Моя собеседница одарила меня взглядом, выражавшим одновременно и сострадание и презрение: с ее точки зрения, я обнаруживал чрезмерную наивность, рассуждая о делах секретной службы.

— Вы глубоко заблуждаетесь, — снисходительно возразила она. — Было бы слишком нерасчетливо убирать с дороги тех, кто вместе с вами идет к одной цели… — Она несколько оживилась. — Мы жили достаточно дружно, — продолжила она свой рассказ. — Но чем сложнее события, тем труднее работа разведчика.
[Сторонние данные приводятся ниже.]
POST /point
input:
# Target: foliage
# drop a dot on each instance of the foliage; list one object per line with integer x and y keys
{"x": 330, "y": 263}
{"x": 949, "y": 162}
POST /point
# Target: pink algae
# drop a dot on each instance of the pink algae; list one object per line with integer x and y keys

Захват немцами Польши, оккупация Франции, провозглашение Советской власти в Прибалтийских республиках… Жизнь движется с калейдоскопической быстротой, I! разведчик, никому неведомый и почти беззащитный агент секретной службы, нередко призван то ускорять, то замедлять движение истории…

— Вы неплохо поэтизируете профессию шпиона, — прервал я свою собеседницу. — Но это теория…

— Правильно, практика грубее и страшнее, — согласилась Янковская. — В тот вечер, когда вы познакомились со мной, Блейка застрелили…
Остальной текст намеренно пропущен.